Escalation Engineer
You have the opportunity to make a global impact on your daily work. To be part of a close-knit and supportive team that advocates for the best customer experience.
About Us
The Escalation and Event Management (E2M) team, part of Amazon Web Services (AWS) Support organization, is dedicated to managing critical escalations, customer-facing communications, and handling large-scale customer-impacting events.
E2M's purpose is to drive operational excellence and improvements to the overall customer support experience.
Amazon has built a reputation for excellence with a mission to be the earth's most customer-centric company.
AWS continues in that tradition, leading the world in cloud technologies.
About You
E2M is looking for people who are detailed, analytical thinkers as well as creative problem solvers.
You confidently act as an advocate on behalf of AWS customers, maintaining composure and leadership in some very dynamic and high-pressure situations.
You are excited about owning critical infrastructure services that serve global customers, 24x7 and relish the opportunity to work on technical initiatives that drive continuous improvement in the support experience of those customers.
All this while collaborating with some of the smartest people in the industry
About The Role
As part of the E2M 'Event Management' team, we work to identify widespread and/or systemic customer-facing problems for Amazon Web Services.
We are responsible for monitoring internal tools to identify customer-impacting issues.
When an issue is identified, we ensure the appropriate business and technology leaders, and their teams, are engaged to drive the restoration of disrupted AWS services and act as an advocate of the customer to both report on and manage the customer experience.

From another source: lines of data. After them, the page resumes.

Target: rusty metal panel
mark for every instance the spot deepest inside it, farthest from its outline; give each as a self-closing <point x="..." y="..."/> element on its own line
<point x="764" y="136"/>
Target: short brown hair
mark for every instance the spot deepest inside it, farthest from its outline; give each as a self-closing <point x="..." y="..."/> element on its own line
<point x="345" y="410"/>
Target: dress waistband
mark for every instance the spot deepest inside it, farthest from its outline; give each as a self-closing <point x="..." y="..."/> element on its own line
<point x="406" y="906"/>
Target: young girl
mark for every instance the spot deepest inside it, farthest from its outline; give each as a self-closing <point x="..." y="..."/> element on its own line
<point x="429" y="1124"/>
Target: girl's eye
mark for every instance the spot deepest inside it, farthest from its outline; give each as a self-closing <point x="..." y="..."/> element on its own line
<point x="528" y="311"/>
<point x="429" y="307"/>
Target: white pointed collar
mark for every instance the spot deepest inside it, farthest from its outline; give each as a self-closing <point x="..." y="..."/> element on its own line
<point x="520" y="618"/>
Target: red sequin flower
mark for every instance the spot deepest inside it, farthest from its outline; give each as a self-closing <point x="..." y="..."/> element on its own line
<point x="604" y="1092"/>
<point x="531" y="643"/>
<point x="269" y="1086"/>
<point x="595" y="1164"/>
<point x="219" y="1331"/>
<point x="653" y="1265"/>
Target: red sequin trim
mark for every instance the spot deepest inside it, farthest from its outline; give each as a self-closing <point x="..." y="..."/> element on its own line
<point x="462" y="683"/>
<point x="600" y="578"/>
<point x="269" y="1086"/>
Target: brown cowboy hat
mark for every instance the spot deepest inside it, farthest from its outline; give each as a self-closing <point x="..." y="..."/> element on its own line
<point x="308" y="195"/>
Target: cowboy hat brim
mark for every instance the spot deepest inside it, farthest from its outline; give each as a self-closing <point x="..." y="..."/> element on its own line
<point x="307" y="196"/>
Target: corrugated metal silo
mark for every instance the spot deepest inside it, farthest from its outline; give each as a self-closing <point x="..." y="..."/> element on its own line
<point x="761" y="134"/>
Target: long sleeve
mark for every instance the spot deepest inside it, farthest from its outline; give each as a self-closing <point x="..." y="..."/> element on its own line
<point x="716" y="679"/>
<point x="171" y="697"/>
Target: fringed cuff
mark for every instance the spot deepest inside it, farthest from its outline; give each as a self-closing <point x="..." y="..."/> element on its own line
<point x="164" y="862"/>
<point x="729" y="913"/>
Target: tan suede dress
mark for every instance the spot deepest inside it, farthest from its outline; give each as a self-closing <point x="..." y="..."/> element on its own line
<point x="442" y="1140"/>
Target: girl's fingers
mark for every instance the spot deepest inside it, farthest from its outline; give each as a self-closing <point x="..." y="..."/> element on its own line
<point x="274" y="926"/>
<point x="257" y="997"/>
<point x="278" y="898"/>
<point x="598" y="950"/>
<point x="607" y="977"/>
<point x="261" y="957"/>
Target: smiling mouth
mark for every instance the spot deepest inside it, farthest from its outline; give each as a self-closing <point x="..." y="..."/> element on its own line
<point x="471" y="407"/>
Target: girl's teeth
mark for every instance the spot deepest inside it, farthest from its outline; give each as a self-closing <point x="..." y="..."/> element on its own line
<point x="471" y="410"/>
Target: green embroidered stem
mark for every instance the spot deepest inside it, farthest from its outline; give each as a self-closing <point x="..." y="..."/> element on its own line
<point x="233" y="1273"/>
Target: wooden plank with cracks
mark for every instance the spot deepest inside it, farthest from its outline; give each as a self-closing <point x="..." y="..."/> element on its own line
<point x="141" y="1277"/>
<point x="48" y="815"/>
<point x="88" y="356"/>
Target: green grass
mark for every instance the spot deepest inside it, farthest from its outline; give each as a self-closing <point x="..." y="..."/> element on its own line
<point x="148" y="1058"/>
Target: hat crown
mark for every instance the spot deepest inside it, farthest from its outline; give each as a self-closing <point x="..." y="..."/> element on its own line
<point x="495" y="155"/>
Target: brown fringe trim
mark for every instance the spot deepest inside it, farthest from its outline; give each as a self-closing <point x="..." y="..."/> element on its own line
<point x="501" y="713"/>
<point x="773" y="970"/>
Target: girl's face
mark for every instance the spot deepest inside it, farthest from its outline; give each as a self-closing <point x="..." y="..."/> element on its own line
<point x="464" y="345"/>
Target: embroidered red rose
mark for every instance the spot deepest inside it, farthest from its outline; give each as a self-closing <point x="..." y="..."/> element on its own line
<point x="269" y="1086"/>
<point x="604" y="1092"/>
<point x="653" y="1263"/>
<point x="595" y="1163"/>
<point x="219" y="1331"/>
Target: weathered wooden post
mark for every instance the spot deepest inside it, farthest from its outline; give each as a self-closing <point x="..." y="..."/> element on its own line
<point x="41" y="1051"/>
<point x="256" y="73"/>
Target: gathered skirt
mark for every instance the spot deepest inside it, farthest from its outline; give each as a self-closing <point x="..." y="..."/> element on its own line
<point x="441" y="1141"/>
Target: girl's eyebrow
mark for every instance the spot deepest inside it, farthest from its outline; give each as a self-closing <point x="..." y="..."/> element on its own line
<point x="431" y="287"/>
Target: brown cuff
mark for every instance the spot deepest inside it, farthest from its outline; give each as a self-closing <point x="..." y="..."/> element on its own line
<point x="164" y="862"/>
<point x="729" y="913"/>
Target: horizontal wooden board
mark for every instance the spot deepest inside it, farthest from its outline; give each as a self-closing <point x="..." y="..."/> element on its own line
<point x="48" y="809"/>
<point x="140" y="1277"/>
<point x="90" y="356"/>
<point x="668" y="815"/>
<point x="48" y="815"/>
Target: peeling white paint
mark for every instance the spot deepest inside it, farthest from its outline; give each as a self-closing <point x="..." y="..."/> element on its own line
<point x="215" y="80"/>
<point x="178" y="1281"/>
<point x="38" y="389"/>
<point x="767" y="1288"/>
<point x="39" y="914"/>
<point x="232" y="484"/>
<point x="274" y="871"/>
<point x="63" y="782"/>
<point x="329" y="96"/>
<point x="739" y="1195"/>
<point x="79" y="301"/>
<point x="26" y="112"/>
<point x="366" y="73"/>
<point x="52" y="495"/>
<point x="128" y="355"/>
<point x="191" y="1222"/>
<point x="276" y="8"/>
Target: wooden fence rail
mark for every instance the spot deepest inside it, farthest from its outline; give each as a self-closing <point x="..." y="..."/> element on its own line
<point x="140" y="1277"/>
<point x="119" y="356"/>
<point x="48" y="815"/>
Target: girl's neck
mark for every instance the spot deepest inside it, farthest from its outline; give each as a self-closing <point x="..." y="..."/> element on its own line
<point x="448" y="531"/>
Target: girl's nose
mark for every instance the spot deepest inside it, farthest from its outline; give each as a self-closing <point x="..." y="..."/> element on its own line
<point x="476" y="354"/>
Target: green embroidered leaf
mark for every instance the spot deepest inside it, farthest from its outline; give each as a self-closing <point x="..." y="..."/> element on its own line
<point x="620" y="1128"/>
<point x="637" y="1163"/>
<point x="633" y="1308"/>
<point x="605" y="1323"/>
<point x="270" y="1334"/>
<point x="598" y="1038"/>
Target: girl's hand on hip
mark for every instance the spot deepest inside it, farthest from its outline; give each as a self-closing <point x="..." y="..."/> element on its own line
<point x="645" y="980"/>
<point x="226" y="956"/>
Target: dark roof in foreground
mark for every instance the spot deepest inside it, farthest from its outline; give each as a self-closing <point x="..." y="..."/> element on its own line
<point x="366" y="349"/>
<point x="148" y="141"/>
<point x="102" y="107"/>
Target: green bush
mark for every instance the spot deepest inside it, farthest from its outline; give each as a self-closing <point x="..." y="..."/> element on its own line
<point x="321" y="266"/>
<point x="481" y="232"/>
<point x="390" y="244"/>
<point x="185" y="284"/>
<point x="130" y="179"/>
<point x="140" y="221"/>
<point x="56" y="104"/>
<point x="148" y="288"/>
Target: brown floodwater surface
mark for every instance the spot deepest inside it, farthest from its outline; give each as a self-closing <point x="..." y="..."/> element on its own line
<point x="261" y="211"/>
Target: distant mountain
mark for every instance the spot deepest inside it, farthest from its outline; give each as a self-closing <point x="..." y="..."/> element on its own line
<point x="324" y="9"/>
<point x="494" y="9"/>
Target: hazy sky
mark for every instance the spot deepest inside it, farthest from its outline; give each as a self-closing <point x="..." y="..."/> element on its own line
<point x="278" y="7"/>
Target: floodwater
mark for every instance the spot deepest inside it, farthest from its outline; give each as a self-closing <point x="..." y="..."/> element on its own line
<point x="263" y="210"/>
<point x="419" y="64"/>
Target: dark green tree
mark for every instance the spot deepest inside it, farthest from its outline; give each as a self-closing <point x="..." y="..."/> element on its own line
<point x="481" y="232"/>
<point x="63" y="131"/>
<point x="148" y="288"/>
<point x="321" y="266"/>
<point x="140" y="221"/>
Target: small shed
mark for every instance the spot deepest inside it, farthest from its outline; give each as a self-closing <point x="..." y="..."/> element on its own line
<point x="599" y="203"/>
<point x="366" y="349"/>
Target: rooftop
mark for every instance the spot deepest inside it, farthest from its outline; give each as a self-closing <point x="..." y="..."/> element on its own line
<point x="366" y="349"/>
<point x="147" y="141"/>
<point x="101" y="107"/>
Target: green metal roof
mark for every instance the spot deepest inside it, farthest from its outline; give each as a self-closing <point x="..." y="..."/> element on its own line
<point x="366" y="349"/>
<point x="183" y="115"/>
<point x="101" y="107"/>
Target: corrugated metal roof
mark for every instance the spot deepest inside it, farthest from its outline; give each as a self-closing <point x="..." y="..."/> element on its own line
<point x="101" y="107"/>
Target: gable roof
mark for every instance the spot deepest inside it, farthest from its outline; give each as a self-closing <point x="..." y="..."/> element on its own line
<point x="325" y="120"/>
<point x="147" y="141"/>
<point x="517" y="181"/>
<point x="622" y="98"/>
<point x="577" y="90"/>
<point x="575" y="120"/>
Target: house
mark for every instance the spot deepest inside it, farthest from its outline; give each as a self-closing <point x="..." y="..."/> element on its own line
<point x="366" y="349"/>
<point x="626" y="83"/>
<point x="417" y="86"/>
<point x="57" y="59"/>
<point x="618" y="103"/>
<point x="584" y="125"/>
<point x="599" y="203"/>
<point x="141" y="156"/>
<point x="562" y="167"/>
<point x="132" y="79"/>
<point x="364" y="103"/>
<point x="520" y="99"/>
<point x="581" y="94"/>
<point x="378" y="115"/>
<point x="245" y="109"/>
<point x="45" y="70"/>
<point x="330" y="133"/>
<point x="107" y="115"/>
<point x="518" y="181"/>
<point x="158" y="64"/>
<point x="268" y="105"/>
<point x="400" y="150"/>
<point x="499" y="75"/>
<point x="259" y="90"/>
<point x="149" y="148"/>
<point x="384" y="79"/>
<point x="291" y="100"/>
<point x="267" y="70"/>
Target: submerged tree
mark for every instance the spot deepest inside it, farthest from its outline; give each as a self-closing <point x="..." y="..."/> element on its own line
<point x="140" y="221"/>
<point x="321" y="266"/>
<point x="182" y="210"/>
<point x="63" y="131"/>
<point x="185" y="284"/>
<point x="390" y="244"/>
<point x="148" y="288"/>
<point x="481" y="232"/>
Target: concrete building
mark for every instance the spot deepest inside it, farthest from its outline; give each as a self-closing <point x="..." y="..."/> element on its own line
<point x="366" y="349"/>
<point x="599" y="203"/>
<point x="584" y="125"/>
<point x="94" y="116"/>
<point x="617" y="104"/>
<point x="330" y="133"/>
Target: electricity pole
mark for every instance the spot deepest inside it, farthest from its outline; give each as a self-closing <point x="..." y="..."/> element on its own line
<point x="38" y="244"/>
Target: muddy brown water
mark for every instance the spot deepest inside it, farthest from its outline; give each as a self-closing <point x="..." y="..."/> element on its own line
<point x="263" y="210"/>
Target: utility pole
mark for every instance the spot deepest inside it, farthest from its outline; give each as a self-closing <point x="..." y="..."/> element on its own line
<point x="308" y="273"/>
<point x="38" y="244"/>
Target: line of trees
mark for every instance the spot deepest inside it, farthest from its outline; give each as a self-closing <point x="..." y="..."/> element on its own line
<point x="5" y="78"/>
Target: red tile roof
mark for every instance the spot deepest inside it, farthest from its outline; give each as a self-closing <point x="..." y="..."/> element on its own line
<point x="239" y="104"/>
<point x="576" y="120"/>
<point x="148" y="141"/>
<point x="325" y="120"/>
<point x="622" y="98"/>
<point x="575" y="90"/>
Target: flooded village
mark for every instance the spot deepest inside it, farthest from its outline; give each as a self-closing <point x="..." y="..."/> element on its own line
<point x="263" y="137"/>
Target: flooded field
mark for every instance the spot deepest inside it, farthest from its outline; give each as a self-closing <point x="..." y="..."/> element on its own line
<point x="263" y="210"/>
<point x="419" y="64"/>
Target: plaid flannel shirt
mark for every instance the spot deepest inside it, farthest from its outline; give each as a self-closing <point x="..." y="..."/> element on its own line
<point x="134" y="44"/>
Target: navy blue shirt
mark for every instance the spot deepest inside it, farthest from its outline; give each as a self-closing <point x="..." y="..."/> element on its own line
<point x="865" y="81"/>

Because of our unique role as Escalation Engineers, we have limitless exposure to all things AWS, including numerous leading-edge technologies.
Key Job Responsibilities:
* Providing critical incident response/management (including leading calls with internal/external participants) for customer's critical workloads and AWS Service Teams
* Providing concise and timely communication on developing and progressing issues to AWS Support customers, as well as internal stakeholders
* Working to improve important metrics such as 'mean time to engagement' and 'mean time to communication' for all incident types
* Facilitating Root Cause Analysis and Post Event Reviews after each event to minimize recurrence
* Working with key stakeholders across AWS as advocates on behalf of customers to drive improvements in their AWS experience and develop mechanisms that support and improve E2M's ability to deliver on that objective
* Analyzing data trends on internal tickets, customer contacts, social media, and network and infrastructure monitoring to identify potential issues
* Building a broad understanding of AWS architecture and service inter-dependencies
* Designing, building, or collaborating on solutions using automation and self-repair rather than relying on human intervention
BASIC QUALIFICATIONS
* 3+ years of network and operating system support experience
* 3+ years of technical support experience
* 3+ years of information security and compliance experience
* 4+ years of distributed systems experience
PREFERRED QUALIFICATIONS
* Knowledge of distributed computing environments
* Knowledge of security best practices
* Experience with network troubleshooting tools (telnet, test-netconnection, tracert, tracetcp, iperf, ntttcp, dig, and packet capture tools)
* Incident Management